CIDADES
Jovens são 50% das pessoas vivendo com HIV em MG
Quando a assistente social Heliana Moura descobriu a infecção pelo Vírus da Imunodeficiência Humana (HIV), ela tinha 26 anos de idade. Foi após um término de namoro que a notícia chegou: o ex-companheiro era soropositivo, e o sexo sem camisinha é uma das formas de transmissão. Heliana se assustou ao perceber que, mesmo mulher, saudável e em um relacionamento hétero e estável, havia se infectado. “Ainda temos pouca informação sobre o HIV. Eu acreditava em grupos de risco, o que hoje sei que não existem. Todos somos vulneráveis da mesma forma quando transamos sem proteção”, diz.
A descoberta da infecção na faixa dos 20 anos, como aconteceu com Heliana, é a mais comum dentro da população de pessoas que vivem com HIV (o vírus) e Aids (a doença). Segundo dados da Secretaria de Estado de Saúde de Minas Gerais (SES-MG), de 1º de janeiro de 2021 a 16 de novembro de 2023, 6.529 pessoas de 20 a 34 anos receberam diagnóstico de HIV/Aids no Estado. O grupo representa 50% do total – foram 12,9 mil notificações nos últimos três anos.
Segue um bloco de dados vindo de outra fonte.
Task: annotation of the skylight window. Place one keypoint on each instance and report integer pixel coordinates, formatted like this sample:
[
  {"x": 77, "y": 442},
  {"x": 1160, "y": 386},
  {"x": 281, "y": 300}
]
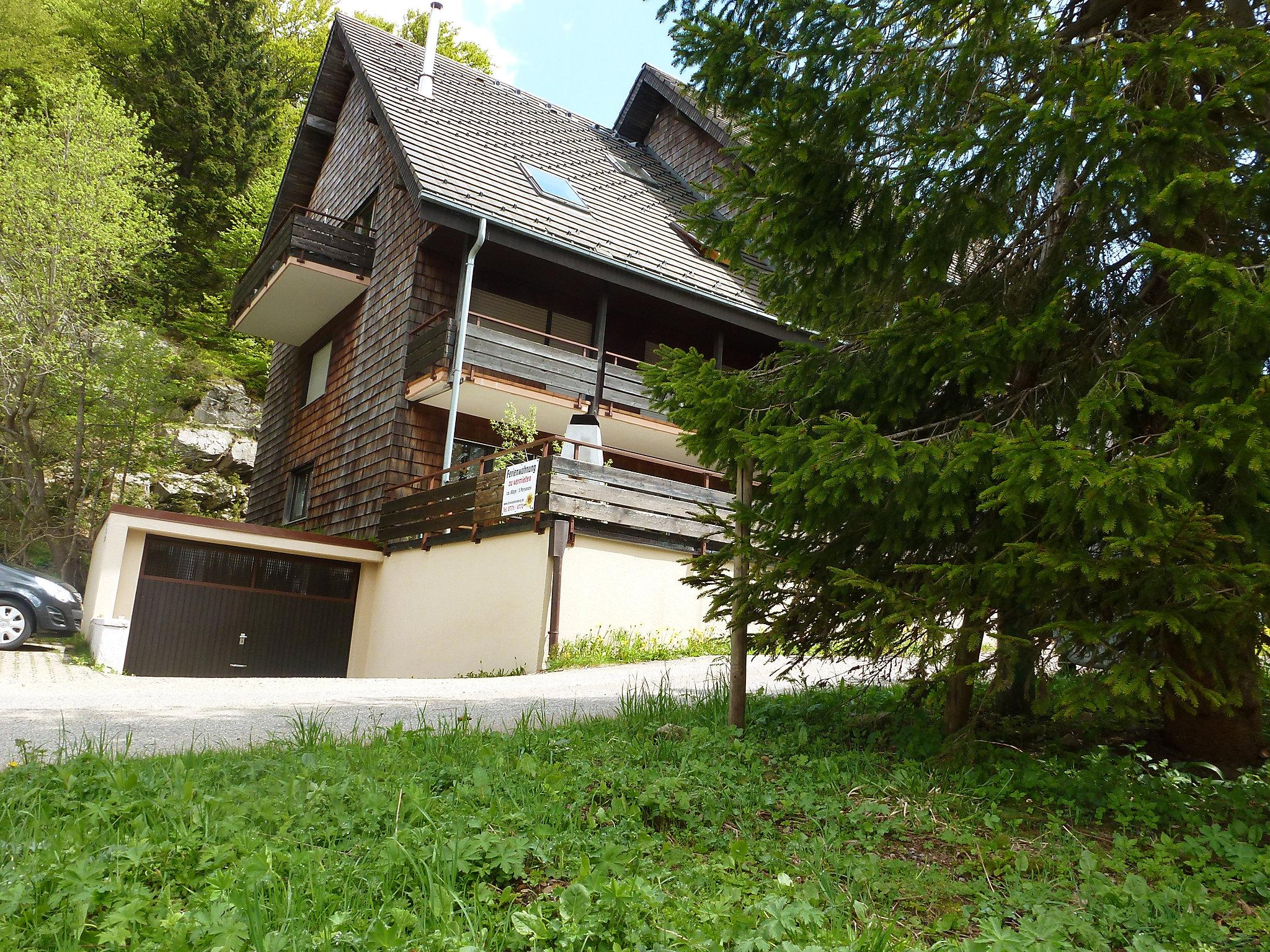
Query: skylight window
[
  {"x": 553, "y": 186},
  {"x": 634, "y": 169}
]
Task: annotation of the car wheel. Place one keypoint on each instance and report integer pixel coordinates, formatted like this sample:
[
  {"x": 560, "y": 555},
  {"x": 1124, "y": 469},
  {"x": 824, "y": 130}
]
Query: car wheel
[{"x": 17, "y": 624}]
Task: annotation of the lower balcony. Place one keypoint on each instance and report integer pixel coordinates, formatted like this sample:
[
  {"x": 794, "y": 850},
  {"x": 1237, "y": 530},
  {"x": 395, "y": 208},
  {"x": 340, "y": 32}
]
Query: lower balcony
[
  {"x": 506, "y": 363},
  {"x": 309, "y": 270},
  {"x": 653, "y": 508}
]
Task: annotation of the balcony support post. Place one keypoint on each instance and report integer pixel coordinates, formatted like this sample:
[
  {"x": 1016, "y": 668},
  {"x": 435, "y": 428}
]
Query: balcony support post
[
  {"x": 598, "y": 342},
  {"x": 739, "y": 622},
  {"x": 456, "y": 364},
  {"x": 559, "y": 539}
]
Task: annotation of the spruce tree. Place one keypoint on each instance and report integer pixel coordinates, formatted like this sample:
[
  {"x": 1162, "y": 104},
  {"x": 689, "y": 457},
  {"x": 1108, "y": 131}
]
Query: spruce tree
[{"x": 1030, "y": 242}]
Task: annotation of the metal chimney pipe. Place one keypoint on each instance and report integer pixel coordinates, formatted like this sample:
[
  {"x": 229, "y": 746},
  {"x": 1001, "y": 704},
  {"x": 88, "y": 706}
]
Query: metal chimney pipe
[{"x": 430, "y": 51}]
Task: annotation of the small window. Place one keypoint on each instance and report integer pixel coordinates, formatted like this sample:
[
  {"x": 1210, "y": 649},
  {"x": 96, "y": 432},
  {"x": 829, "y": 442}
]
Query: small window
[
  {"x": 553, "y": 186},
  {"x": 298, "y": 493},
  {"x": 319, "y": 368},
  {"x": 466, "y": 451},
  {"x": 634, "y": 169},
  {"x": 363, "y": 219}
]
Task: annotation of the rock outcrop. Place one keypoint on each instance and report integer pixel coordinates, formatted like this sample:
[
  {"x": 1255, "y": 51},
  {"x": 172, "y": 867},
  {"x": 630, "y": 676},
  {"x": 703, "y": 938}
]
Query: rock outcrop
[
  {"x": 226, "y": 405},
  {"x": 214, "y": 452}
]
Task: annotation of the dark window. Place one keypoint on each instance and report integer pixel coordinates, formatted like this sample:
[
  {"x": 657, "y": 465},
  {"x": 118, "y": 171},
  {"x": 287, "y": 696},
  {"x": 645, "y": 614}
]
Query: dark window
[
  {"x": 193, "y": 563},
  {"x": 319, "y": 368},
  {"x": 298, "y": 493},
  {"x": 466, "y": 451},
  {"x": 301, "y": 576},
  {"x": 548, "y": 183},
  {"x": 363, "y": 219}
]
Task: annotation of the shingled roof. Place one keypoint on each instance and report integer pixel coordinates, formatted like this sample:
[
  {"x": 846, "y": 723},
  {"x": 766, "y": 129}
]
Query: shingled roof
[
  {"x": 652, "y": 90},
  {"x": 465, "y": 145}
]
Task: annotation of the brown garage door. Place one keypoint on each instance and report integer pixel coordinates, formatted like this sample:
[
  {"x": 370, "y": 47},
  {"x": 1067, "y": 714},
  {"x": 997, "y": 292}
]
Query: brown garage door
[{"x": 220, "y": 611}]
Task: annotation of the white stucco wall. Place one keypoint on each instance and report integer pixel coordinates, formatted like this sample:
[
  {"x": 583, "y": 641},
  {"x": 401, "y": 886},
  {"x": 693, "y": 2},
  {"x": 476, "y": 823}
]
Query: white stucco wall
[
  {"x": 458, "y": 609},
  {"x": 624, "y": 586}
]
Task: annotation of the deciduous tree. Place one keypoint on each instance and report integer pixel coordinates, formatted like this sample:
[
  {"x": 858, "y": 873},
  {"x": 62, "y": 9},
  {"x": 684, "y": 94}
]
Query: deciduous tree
[{"x": 81, "y": 387}]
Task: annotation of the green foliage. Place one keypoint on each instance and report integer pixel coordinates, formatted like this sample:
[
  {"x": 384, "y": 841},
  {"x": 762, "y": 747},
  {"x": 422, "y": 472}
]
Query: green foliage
[
  {"x": 1033, "y": 253},
  {"x": 803, "y": 834},
  {"x": 515, "y": 431},
  {"x": 205, "y": 81},
  {"x": 628, "y": 645},
  {"x": 414, "y": 27},
  {"x": 83, "y": 389},
  {"x": 295, "y": 38},
  {"x": 33, "y": 48}
]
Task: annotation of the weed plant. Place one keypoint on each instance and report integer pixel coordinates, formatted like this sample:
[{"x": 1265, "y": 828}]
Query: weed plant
[
  {"x": 629, "y": 645},
  {"x": 824, "y": 828}
]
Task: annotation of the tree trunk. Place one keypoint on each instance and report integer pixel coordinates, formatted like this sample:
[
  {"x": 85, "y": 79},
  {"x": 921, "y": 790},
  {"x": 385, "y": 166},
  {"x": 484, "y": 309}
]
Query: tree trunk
[
  {"x": 739, "y": 624},
  {"x": 1015, "y": 681},
  {"x": 1233, "y": 736},
  {"x": 961, "y": 691}
]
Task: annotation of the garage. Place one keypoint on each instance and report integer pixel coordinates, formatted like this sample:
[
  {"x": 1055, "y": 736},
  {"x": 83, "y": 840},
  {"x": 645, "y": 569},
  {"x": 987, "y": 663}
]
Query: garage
[
  {"x": 218, "y": 611},
  {"x": 184, "y": 596}
]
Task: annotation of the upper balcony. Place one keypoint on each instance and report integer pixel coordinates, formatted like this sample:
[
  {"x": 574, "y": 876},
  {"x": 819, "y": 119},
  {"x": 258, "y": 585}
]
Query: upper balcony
[
  {"x": 682, "y": 513},
  {"x": 506, "y": 362},
  {"x": 310, "y": 268}
]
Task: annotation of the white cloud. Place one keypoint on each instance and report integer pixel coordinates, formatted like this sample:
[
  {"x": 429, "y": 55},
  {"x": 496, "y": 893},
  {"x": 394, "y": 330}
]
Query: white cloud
[{"x": 474, "y": 19}]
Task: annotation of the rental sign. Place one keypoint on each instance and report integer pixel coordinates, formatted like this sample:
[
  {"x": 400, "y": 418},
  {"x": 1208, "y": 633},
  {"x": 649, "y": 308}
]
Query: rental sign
[{"x": 520, "y": 484}]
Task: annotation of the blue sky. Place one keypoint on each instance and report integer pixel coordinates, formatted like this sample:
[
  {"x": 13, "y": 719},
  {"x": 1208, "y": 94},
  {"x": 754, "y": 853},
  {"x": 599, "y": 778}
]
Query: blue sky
[{"x": 579, "y": 54}]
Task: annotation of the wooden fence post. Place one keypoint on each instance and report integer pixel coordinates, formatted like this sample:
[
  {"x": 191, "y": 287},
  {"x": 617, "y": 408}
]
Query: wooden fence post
[{"x": 739, "y": 624}]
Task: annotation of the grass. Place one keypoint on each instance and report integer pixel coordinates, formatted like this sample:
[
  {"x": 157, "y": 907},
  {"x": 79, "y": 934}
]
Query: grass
[
  {"x": 826, "y": 827},
  {"x": 628, "y": 645}
]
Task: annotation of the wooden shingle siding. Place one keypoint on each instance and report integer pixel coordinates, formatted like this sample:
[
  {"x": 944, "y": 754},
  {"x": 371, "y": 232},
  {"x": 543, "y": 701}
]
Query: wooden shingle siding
[
  {"x": 361, "y": 433},
  {"x": 686, "y": 148}
]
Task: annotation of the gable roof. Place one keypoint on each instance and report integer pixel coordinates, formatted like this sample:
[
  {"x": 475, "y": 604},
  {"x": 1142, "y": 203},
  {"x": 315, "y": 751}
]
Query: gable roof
[
  {"x": 464, "y": 148},
  {"x": 654, "y": 89}
]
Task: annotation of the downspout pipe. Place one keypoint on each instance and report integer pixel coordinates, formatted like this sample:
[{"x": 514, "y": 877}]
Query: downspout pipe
[{"x": 456, "y": 364}]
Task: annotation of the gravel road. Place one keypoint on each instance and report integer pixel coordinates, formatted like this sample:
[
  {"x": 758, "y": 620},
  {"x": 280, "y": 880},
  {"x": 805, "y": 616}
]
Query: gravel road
[{"x": 52, "y": 706}]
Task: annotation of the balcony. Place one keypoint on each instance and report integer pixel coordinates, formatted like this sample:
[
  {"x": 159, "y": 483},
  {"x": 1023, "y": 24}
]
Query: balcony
[
  {"x": 657, "y": 509},
  {"x": 310, "y": 268},
  {"x": 506, "y": 363}
]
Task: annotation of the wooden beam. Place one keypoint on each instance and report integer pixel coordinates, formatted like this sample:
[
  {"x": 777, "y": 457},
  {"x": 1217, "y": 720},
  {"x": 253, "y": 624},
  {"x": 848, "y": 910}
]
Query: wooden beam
[
  {"x": 739, "y": 624},
  {"x": 598, "y": 343},
  {"x": 324, "y": 126}
]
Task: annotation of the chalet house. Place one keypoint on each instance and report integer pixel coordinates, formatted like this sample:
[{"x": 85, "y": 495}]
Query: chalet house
[{"x": 445, "y": 245}]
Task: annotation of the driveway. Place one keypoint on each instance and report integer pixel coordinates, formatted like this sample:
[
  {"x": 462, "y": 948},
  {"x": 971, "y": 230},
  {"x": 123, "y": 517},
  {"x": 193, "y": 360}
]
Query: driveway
[{"x": 52, "y": 706}]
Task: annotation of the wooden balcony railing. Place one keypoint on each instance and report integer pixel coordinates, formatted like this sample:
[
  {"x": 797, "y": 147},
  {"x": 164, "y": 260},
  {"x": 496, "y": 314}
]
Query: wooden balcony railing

Esta sexta-feira (1º de dezembro) é o Dia Mundial de Luta Contra a Aids, e a conscientização e prevenção na juventude é um dos gargalos que continuam a marcar a história da doença.
Segundo o infectologista Unaí Tupinambás, os jovens-adultos estão mais propícios a se infectar pelo vírus HIV como por qualquer outra doença sexualmente transmissível (IST). Ele avalia que, a falta de campanhas de conscientização tem postergado o problema. “Essa estatística se reflete em todo o país, com presença de casos também entre adolescentes na faixa dos 15 a 17 anos. É uma fase de vida sexual ativa e onde ainda falta educação sexual. Passamos por um período de desfinanciamento do Sistema Único de Saúde (SUS) e isso tem consequência. O Programa Saúde na Escola, que levava informação sobre HIV e Aids, foi proibido de tratar sobre educação sexual. Na mídia, as campanhas de conscientização desapareceram”, afirma.
Como uma pessoa que vive com o vírus HIV, Heliana, hoje com 54 anos, se recusa a julgar a irresponsabilidade dos jovens como motivo para serem a maioria dos infectados. “Não aceito que os responsabilize por isso. Nós estamos proibidos de falar sobre o tema nas escolas, como eles vão se informar?”, questiona ela que tornou a própria história motivo de luta pelo Movimento Nacional das Cidadãs PositHIVas.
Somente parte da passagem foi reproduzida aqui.